Algebra common utilities
diageye
ReactiveMP.diageye — Function
diageye(::Type{T}, n::Int)An alias for the Matrix{T}(I, n, n). Returns a matrix of size n x n with ones (of type T) on the diagonal and zeros everywhere else.
diageye(n::Int)An alias for the Matrix{Float64}(I, n, n). Returns a matrix of size n x n with ones (of type Float64) on the diagonal and zeros everywhere else.
ReactiveMP.CompanionMatrix — Type
CompanionMatrixRepresents a matrix of the following structure:
θ1 θ2 θ3 ... θn-1 θn 1 0 0 ... 0 0 0 1 0 ... 0 0 . . . ... . . . . . ... . . 0 0 0 ... 0 0 0 0 0 ... 1 0
ReactiveMP.PermutationMatrix — Type
PermutationMatrix(ind::Array{T}) creates a permutation matrix with ones at coordinates (k, ind[k]) for k = 1:length(ind).
A permutation matrix represents a matrix containing only zeros and ones, which basically permutes the vector or matrix it is multiplied with. These matrices A are constrained by:
\[ A_{ij} = \{0, 1\}\\ ∑_{i} A_{ij} = 1\\ ∑_{j} A_{ij} = 1\]
An example is the 3-dimensional permutation matrix
\[A = \begin{bmatrix} 1 & 0 & 0 \\ 0 & 0 & 1 \\ 1 & 0 & 0 \end{bmatrix}\]
ReactiveMP.StandardBasisVector — Type
StandardBasisVector{T, len, ind}(scale::T)StandardBasisVector creates a standard Cartesian basis vector of zeros of length len with a single element scale at index ind.

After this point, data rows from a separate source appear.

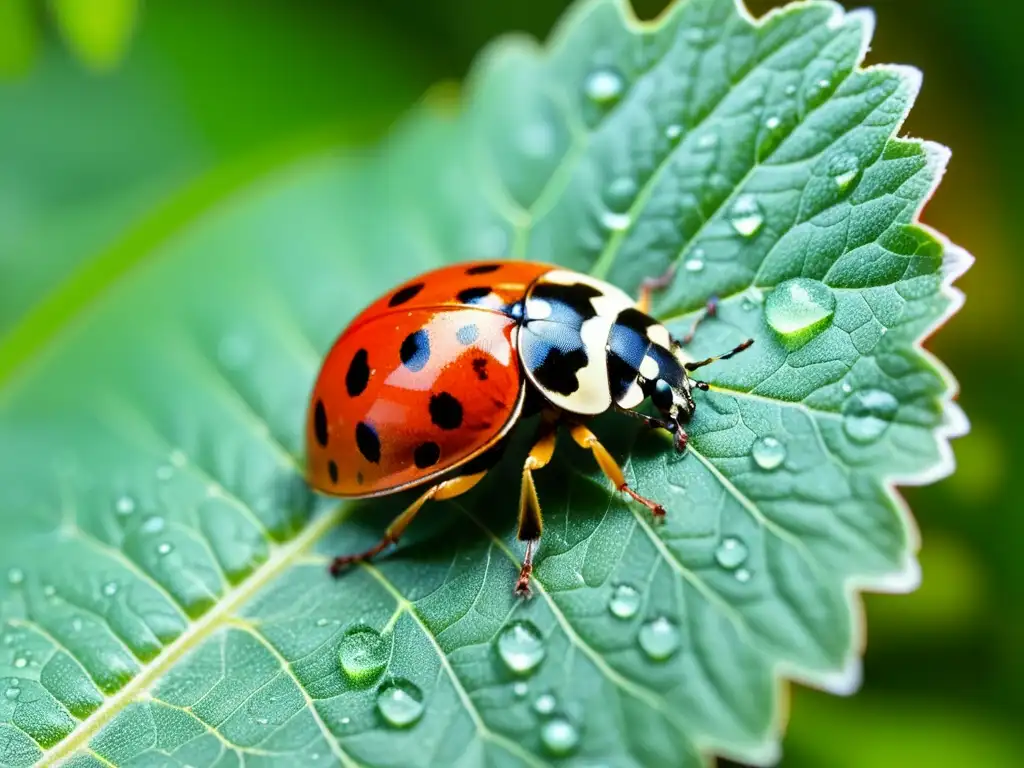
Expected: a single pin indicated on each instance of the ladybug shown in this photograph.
(426, 383)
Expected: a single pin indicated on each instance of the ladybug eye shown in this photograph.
(662, 396)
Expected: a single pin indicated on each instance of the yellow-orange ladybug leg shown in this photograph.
(610, 467)
(440, 492)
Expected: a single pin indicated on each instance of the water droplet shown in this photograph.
(625, 601)
(153, 525)
(867, 414)
(521, 647)
(615, 221)
(545, 704)
(799, 309)
(708, 141)
(559, 736)
(845, 171)
(399, 702)
(747, 216)
(364, 654)
(730, 553)
(768, 453)
(604, 86)
(658, 639)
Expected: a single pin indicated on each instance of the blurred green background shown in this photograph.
(120, 119)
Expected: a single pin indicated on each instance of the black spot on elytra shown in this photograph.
(483, 268)
(558, 371)
(467, 334)
(357, 375)
(426, 455)
(406, 294)
(320, 423)
(472, 295)
(445, 411)
(368, 442)
(480, 368)
(415, 350)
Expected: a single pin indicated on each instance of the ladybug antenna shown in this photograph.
(700, 364)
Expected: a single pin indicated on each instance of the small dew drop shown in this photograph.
(521, 647)
(801, 308)
(747, 216)
(625, 601)
(545, 704)
(604, 86)
(615, 221)
(867, 414)
(399, 702)
(658, 639)
(768, 453)
(559, 736)
(363, 654)
(730, 553)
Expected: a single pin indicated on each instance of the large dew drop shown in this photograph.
(399, 702)
(867, 415)
(768, 453)
(559, 736)
(731, 553)
(747, 216)
(604, 86)
(799, 309)
(363, 654)
(658, 639)
(520, 647)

An example is the 3-dimensional standard basis vector for the first dimension
\[e = \begin{bmatrix} 1 \\ 0 \\ 0 \end{bmatrix}\]
Which can be constructed by calling e = StandardBasisVector(3, 1, 1)
ReactiveMP.GammaShapeLikelihood — Type
ν(x) ∝ exp(p*β*x - p*logГ(x)) ≡ exp(γ*x - p*logГ(x))ReactiveMP.ImportanceSamplingApproximation — Type
ImportanceSamplingApproximationThis structure stores all information needed to perform an importance sampling procedure and provides convenient functions to generate samples and weights to approximate expectations
Fields
rng: random number generator objectsnsamples: number of samples generated by default
ReactiveMP.mul_inplace! — Function
mul_inplace!(alpha, A)Returns alpha * A, modifying and reusing A storage if possible.
See also: negate_inplace!
ReactiveMP.negate_inplace! — Function
ReactiveMP.mul_trace — Function
mul_trace(A, B)Computes tr(A * B) without allocating A * B.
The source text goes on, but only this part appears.